Wikidata:Property proposal/UCUM code

From Wikidata
Jump to navigation Jump to search

UCUM code[edit]

Originally proposed at Wikidata:Property proposal/Natural science

   Done: UCUM code (P7825) (Talk and documentation)
DescriptionCase-sensitive code from the Unified Code for Units of Measure specification to identify a unit of measurement
RepresentsUnified Code for Units of Measure (Q2494286)
Data typeExternal identifier
Domainunit of measurement (Q47574)
Example 1metre (Q11573) → "m"
Example 2ångström (Q81454) → "Ao"
Example 3metre per second squared (Q1051665) → "m/s2"
Example 4cubic yard (Q2165290) → "[cyd_i]"
SourceUCUM specification http://unitsofmeasure.org/ucum.html and UCUM specification in XML http://unitsofmeasure.org/ucum-essence.xml
Planned useLink as much units from UCUM specification into Wikidata as possible, identifying missing units in Wikidata
Number of IDs in source334
Expected completenesseventually complete (Q21873974)
See alsohttps://www.wikidata.org/wiki/Wikidata:Project_chat#Link_UCUM_unit_symbols

Motivation[edit]

It would be useful to link each item related with a unit of measurement with the unit symbols of the UCUM specification, which defines a set of codes to unambiguously represent all unit symbols currently used internationally in science, engineering, and business. It's focused on machine-to-machine communication, so it's a good candidate to be linked within wikidata :-)

The UCUM specification defines all codes, and there is also an UCUM specification in XML. For each unit of measurement different attributes are defined, like:

  • full unit name (e.g. "meter")
  • quantity kind (e.g. "length")
  • different (clean 7-bit US-ASCII) symbol codes:
    • case-sensitive code (e.g. m for metre, Ao for Ångström, or [ft_i] for foot)
    • case-insensitive code (e.g. M for metre, AO for Ångström, or [FT_I] for foot), for machines that cannot work with lower-case letters
    • human-readable printable unit (e.g. "m" for metre, "Å" for Ångström, or "ft" for foot)
  • definition factor (e.g. "0.1 nm" for Ångström)
  • Whether SI prefixes can be used with this unit or not (e.g. "km" means 1000 meters, but "kmin" cannot be used to indicate 1000 minutes)

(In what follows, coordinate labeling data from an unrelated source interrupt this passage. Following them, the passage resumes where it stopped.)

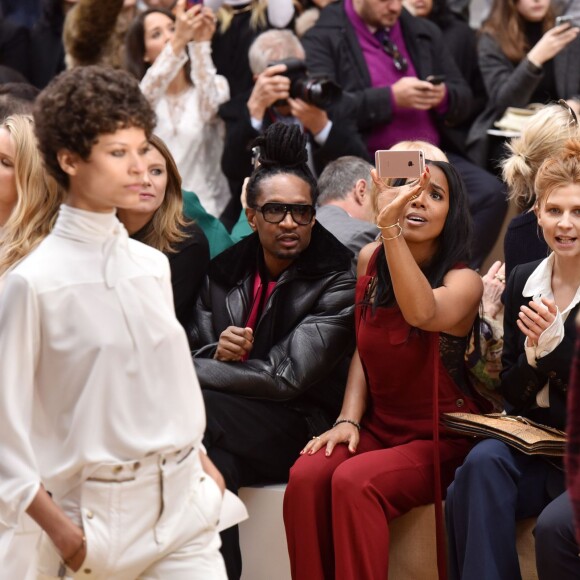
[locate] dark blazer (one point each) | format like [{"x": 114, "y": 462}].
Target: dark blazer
[
  {"x": 512, "y": 85},
  {"x": 520, "y": 382},
  {"x": 332, "y": 49},
  {"x": 304, "y": 338}
]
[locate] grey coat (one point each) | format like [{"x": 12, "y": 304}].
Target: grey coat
[{"x": 512, "y": 85}]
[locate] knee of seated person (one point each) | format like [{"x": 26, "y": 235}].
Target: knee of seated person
[
  {"x": 347, "y": 481},
  {"x": 552, "y": 524},
  {"x": 482, "y": 461}
]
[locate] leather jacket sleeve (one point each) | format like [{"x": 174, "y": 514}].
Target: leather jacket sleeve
[{"x": 299, "y": 361}]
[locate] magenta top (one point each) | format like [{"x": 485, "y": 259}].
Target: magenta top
[{"x": 405, "y": 123}]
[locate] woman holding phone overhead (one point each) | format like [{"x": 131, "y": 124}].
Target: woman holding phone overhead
[
  {"x": 171, "y": 56},
  {"x": 415, "y": 306},
  {"x": 523, "y": 59}
]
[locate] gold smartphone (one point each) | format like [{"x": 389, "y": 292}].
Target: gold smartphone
[{"x": 407, "y": 164}]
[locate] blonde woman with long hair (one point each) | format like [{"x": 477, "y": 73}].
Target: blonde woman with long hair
[
  {"x": 543, "y": 136},
  {"x": 158, "y": 221},
  {"x": 29, "y": 200},
  {"x": 29, "y": 197}
]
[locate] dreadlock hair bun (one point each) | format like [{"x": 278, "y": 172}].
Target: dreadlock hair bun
[
  {"x": 282, "y": 145},
  {"x": 282, "y": 151}
]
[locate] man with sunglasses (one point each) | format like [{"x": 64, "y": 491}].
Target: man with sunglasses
[
  {"x": 273, "y": 329},
  {"x": 400, "y": 83}
]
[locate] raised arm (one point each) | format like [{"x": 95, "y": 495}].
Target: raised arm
[
  {"x": 213, "y": 89},
  {"x": 451, "y": 307}
]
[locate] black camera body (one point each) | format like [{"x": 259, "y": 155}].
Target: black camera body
[{"x": 318, "y": 91}]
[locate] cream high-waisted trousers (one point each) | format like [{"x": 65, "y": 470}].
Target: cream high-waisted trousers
[{"x": 152, "y": 519}]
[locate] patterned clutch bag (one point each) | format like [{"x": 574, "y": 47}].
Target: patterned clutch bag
[{"x": 525, "y": 435}]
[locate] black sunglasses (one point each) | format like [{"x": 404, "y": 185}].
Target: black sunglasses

Thefore, if each wikidata item about a unit of measurement is linked with the UCUM code, it would be possible to automatically extract/check from the UCUM specification some information like the definition factor for unit conversions and so on. Or detect missing items in Wikidata. —surueña 11:03, 28 December 2019 (UTC)

Discussion[edit]

  • Symbol support vote.svg Support David (talk) 05:29, 29 December 2019 (UTC)
  • Pictogram voting question.svg Question According to the proposal, the UCUM specification for a given unit consists of seven different pieces of information. How are those seven pieces of information going to fit in a single Wikidata property?--Pere prlpz (talk) 17:14, 29 December 2019 (UTC)
    • @Pere prlpz: The goal would be to use this new property "UCUM code" to indicate just one of the identifiers, specifically the case-sensitive code (e.g. Ao for Ångström). Other fields should be already present in Wikidata (the unit name is the name of the item; the quantity kind is specified by measured physical quantity (P111); the human-readable printable unit should be unit symbol (P5061) for English; the definition factor should be in conversion to SI unit (P2370) or conversion to standard unit (P2442)). Maybe the only missing information as far as I know is whether the SI prefixes can be used with each unit or not, but this should be specified as separate properties in my opinion. In any case the major goals for specifying one of the UCUM codes with this proposed proerty is first to detect missing units in Wikidata or UCUM, and second to automatically retrieve from the UCUM specification in XML the associated fields for the unit so it can be checked with a script that the related information in the Wikidata properties specified before are correct, for example checking the definition factor against the value in the conversion to SI unit (P2370). —surueña 20:43, 29 December 2019 (UTC)
  • Symbol support vote.svg Support I've studied the linked standard a bit. This looks like a useful identifier; the given motivation is convincing. Similar in spirit to QUDT unit ID (P2968) and Wolfram Language unit code (P7007). Toni 001 (talk) 19:33, 29 December 2019 (UTC)
  • Symbol support vote.svg Support Vahurzpu (talk) 16:10, 1 January 2020 (UTC)
  • @Suruena: I tried to create this property but an automatic check failed: description Code to identify a specific unit of measurement (Q47574) as defined in the Unified Code for Units of Measure (Q2494286) specification (case-sensitive code) contains wiki markup. Please fix your proposal and your property will be created shortly. This is an automated message but do not hesitate to ping me if you need any help. − Pintoch (talk) 11:49, 14 January 2020 (UTC)
    • @Pintoch: Thanks, I've modified the proposal accordingly. Cheers —surueña 12:13, 14 January 2020 (UTC)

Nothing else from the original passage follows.